大手は3年分、中小は1年分「割増退職金」の天国と地獄

メディアに登場する大手企業の希望退職者募集の割増退職金の相場も3年分(36カ月)が多く、募集人数に対し、応募者が上回るケースも多い。しかしそれだけの金額を支給できる会社は少ない。前出の人事担当者はこう語る。
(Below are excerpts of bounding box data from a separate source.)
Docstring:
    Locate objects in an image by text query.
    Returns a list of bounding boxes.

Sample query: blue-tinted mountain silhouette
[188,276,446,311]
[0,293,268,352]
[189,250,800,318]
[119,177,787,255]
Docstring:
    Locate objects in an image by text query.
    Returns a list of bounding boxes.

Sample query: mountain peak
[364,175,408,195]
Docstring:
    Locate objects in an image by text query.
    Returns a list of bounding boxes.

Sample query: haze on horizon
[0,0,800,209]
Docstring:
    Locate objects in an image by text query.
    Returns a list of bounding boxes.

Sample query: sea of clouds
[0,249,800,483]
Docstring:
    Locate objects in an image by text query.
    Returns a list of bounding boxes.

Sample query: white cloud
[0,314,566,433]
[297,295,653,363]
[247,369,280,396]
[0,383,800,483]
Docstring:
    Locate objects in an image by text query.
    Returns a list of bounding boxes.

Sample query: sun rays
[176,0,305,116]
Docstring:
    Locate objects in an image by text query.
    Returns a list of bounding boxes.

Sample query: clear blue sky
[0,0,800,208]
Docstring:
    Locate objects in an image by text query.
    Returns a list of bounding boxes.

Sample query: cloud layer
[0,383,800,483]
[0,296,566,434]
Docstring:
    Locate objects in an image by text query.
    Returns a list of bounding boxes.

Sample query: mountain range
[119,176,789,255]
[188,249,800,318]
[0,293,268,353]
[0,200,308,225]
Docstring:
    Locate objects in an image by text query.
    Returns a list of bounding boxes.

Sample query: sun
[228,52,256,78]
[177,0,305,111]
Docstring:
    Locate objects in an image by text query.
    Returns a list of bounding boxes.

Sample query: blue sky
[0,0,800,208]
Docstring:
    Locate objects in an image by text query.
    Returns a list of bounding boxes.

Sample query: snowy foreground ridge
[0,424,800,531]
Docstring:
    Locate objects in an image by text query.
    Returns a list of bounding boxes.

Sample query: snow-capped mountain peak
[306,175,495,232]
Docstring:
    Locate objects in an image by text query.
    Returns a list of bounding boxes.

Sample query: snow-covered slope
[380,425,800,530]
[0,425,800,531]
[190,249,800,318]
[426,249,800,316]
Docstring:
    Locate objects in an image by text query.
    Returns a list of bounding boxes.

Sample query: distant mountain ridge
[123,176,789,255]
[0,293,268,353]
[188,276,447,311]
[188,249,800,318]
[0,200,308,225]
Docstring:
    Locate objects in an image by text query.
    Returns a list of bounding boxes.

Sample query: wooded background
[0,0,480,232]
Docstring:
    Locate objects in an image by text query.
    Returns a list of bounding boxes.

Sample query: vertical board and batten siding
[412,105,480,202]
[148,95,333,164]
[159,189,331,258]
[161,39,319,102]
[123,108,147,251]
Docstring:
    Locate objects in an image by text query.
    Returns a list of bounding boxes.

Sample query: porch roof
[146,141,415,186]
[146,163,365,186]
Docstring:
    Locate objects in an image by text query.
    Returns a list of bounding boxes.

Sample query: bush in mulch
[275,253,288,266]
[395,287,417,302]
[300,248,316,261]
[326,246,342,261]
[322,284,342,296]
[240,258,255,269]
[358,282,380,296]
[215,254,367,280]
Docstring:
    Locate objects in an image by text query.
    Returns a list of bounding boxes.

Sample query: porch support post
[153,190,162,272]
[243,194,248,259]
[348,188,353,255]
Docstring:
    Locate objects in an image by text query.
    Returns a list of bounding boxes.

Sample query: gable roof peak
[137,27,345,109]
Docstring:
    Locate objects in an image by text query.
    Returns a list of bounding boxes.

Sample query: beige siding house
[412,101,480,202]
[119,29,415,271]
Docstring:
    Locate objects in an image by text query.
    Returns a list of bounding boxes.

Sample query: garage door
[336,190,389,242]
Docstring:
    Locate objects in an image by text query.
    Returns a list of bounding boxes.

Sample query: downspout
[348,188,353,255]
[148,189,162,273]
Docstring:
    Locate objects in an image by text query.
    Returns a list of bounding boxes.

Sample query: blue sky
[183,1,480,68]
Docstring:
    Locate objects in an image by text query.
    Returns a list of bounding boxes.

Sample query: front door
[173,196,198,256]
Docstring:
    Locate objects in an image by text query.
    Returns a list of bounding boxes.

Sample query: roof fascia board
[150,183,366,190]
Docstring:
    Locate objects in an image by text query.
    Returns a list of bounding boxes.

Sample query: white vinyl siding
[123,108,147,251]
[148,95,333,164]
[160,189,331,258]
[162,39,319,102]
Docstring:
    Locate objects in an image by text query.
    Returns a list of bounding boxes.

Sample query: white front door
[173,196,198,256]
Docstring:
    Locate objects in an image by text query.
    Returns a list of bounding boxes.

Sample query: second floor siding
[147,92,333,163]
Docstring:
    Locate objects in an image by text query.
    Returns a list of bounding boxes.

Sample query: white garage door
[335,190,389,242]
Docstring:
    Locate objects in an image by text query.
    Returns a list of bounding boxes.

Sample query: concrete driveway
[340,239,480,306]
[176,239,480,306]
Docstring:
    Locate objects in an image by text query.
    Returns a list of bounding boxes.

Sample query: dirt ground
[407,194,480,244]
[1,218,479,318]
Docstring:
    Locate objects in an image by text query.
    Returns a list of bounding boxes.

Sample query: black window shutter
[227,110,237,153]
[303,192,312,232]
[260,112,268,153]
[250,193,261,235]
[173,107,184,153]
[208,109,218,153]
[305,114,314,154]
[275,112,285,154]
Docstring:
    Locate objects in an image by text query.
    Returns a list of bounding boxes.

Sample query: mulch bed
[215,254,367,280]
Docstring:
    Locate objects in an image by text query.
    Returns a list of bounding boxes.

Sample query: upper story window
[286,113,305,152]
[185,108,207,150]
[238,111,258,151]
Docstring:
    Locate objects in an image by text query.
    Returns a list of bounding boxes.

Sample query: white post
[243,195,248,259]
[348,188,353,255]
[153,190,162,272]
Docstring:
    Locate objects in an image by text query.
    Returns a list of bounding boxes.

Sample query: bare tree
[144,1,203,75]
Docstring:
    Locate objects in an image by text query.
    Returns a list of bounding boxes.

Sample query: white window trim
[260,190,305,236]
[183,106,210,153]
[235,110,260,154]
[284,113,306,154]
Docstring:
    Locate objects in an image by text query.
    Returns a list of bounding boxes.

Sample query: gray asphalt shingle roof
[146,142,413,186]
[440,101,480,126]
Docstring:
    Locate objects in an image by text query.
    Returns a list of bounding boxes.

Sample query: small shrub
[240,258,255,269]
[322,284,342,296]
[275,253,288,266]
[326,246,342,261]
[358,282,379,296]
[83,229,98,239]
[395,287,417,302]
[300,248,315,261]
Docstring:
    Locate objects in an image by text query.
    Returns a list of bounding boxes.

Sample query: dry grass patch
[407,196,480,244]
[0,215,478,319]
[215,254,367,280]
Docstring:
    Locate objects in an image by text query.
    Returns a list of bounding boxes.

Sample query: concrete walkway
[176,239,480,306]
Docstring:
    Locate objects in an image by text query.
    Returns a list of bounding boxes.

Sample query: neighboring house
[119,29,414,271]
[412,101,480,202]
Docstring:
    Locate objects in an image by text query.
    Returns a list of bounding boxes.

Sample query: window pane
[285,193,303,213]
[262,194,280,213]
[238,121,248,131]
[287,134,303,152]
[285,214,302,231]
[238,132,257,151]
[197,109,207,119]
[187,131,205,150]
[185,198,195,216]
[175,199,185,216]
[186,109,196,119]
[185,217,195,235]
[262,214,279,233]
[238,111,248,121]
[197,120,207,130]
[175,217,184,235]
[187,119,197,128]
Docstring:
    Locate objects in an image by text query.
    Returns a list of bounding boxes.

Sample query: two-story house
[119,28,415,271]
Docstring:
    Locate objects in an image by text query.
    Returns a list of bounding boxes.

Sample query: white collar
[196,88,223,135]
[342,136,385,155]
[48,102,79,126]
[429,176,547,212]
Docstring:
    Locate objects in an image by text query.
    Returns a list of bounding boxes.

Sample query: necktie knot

「当社の50代の年収は非管理職で800万円、管理職で1000万円ぐらいだ。しかし割増退職金で出せるのは12カ月分、つまり年収の1年分程度だ。他社でも1年分が相場だと聞いている。しかし1000万円程度では社員は会社を辞めないだろう。少なくとも2年分、2000万円を出せば自ら辞める社員も出てくるだろう。かつて老後の生活には2000万円が必要と言われたが、通常の退職金で住宅ローンの残額を支払った上に2000万円もらえるのであれば、奥さんも説得できるのでないか」

50代の社員を辞めさせたくても年収の1年分しか出せない会社が多いという。バブル期入社組が60歳定年を迎えるのは4年後だ。「このままずるずる引き延ばしてもよくないと思うが、解決策がなかなか見つからない」(人事担当者)という悩みを抱えている企業が多いのが現実だ。